By phone, Joe Gutierrez Jr., spokesman for the Border Patrol’s Rio Grande Valley Sector, said he had heard "nothing" about prayer rug finds.
Gutierrez said he passed our query on to all Texas Border Patrol sectors by email. A response came from Rod Kise, a public information officer at the Rio Grande Valley Sector headquarters in Edinburg. Kise emailed: "Regarding the discovery of prayer rugs along the Texas-Mexico Border, we had no reports of prayer rugs being found." Kise also said: "It is not unusual to find trash/etc. along smuggling routes."
By email, Nick Georgiou, managing editor of the Laredo Morning Times, said the newspaper "is not aware of any reports of Muslim prayer rugs found near the Texas-Mexico border around Laredo."
To our inquiry, Brenda Medina-Moreno, a Laredo spokeswoman for the Webb County sheriff’s office, said by email: "The Webb County Sheriff’s Office has not come across any prayer rugs and/or reports of the rugs along our border crossings."
Experts: Photograph not a prayer rug
The July 9, 2014, news story was written for Breitbart.com by Picket, who also wrote the story on prayer rugs found by ranchers near Laredo, Texas that Dewhurst relied on.
By email, Breitbart spokesman Bardella pointed out an editor’s note attached to the end of the July 2014 story. The note said: "We reasonably relied on the statements and picture provided by a third-party source regarding the finding of an apparent prayer shawl at the border. There are now conflicting reports about those statements; however, the third party source still fully stands behind the accuracy of his original account."
To get our own sense of the photo’s accuracy, we sent a copy of the photograph and a request for analysis to over a dozen U.S. religious figures and scholars. We received eight replies, with all the respondents saying the pictured item did not look like a prayer rug.
Frank Griffel, chairman of the Council of Middle East Studies at Yale University, said: "Is this a joke? What makes people think that the vague cloth at the border is a prayer rug? I can't see any connection. It's an old piece of cloth and it has no resemblance to a rug, even less so to a prayer rug."
Samer Ali, associate professor of Middle Eastern Studies at the University of Texas, said it didn’t look like a prayer rug because it was too thin, had seams, had hems and didn’t look like any design he’d seen on a prayer rug.
Mustafa Umar, director of education and outreach at the Islamic Institute of Orange County in California, said: "The checkered pattern is not characteristic of a prayer rug and was in fact discouraged by the Prophet Muhammad to use because that pattern distracts the Muslim from prayer."
Dewhurst said "prayer rugs have recently been found" in brush on the Texas side of the U.S.-Mexico border.
This claim is weakened because it’s not backed up by sourced-by-name witnesses nor did any authority confirm such a find when we inquired.
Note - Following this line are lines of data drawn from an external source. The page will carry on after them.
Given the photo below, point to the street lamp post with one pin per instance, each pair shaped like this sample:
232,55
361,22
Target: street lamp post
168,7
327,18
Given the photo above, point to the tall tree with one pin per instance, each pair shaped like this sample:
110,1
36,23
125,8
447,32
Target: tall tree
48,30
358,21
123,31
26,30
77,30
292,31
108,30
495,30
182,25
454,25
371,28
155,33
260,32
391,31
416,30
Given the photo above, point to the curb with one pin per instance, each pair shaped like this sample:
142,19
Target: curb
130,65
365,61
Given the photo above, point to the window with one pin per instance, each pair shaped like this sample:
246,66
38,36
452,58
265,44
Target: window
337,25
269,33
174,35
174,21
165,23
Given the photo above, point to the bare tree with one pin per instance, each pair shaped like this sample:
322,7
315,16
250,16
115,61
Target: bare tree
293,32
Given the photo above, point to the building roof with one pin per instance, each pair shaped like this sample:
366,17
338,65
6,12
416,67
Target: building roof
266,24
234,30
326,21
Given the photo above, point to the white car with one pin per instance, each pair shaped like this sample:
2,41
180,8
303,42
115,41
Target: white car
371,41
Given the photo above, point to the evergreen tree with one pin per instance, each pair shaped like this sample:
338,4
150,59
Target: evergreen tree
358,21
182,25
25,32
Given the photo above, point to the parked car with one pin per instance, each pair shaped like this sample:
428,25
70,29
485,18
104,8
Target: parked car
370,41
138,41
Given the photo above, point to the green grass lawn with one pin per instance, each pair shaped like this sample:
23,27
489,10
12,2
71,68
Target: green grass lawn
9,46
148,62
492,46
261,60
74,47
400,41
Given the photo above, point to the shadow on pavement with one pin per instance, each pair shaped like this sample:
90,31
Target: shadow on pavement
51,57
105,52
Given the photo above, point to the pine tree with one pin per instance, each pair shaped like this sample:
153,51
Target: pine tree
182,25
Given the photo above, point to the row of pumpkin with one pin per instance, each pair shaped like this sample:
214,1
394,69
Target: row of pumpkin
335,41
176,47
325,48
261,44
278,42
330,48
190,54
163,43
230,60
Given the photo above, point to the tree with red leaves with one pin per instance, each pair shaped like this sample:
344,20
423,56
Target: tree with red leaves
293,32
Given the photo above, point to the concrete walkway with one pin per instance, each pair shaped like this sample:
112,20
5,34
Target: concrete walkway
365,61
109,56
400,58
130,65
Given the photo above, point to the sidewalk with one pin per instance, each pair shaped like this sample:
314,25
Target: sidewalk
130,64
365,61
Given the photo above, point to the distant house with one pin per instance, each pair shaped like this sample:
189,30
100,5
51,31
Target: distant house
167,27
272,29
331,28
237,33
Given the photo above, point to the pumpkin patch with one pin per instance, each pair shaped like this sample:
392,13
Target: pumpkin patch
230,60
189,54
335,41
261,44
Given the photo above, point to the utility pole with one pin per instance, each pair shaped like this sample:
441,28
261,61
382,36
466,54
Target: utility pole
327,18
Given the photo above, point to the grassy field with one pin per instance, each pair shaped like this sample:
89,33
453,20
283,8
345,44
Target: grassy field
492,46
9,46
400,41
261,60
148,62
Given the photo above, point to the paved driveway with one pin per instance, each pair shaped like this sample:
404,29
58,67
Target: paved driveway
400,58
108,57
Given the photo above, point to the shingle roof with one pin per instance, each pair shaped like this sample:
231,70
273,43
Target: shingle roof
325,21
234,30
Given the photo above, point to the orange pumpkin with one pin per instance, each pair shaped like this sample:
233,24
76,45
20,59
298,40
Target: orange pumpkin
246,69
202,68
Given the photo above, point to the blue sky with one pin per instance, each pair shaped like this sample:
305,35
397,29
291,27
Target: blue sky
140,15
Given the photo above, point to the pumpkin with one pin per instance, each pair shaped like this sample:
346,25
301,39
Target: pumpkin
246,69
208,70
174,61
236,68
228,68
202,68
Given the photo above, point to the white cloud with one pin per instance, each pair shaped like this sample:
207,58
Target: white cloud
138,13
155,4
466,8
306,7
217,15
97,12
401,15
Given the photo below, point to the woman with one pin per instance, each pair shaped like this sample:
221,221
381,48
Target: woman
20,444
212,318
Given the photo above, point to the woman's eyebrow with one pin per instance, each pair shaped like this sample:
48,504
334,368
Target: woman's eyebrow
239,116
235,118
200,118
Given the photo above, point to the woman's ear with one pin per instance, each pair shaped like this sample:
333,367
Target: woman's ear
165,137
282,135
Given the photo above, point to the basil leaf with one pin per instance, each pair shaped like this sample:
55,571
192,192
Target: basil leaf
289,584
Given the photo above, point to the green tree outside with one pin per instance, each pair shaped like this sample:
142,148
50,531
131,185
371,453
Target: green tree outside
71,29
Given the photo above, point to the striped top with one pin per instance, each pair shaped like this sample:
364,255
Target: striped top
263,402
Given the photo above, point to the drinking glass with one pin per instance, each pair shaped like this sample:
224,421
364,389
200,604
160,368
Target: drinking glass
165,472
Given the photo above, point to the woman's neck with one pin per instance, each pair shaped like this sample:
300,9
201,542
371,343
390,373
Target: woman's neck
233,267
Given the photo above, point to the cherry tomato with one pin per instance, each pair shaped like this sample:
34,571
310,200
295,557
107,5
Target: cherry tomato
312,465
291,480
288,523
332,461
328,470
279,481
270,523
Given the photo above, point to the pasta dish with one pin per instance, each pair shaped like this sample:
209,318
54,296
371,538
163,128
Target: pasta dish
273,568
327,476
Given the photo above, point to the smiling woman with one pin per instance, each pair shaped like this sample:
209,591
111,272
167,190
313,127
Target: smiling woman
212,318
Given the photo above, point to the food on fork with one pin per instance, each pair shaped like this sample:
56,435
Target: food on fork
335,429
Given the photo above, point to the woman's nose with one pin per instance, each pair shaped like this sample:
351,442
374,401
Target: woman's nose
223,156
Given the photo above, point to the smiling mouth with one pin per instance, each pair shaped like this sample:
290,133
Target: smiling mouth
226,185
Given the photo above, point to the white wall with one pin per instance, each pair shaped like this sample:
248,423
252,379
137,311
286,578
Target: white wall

If prayer rugs were showing up to someone’s alarm, we think there'd be legitimate photographs and the rugs themselves available for inspection.
Another hole: While people of the Muslim faith surely cross the Mexico-Texas border – that’s not at issue in this fact check – it’s unreasonable to presume the presence of prayer rugs means individuals carrying them intend to commit violent acts on U.S.soil, an implication of Dewhurst’s declaration.
In the end, we find his statement incorrect and ridiculous. Rugs (we mean Pants) on Fire!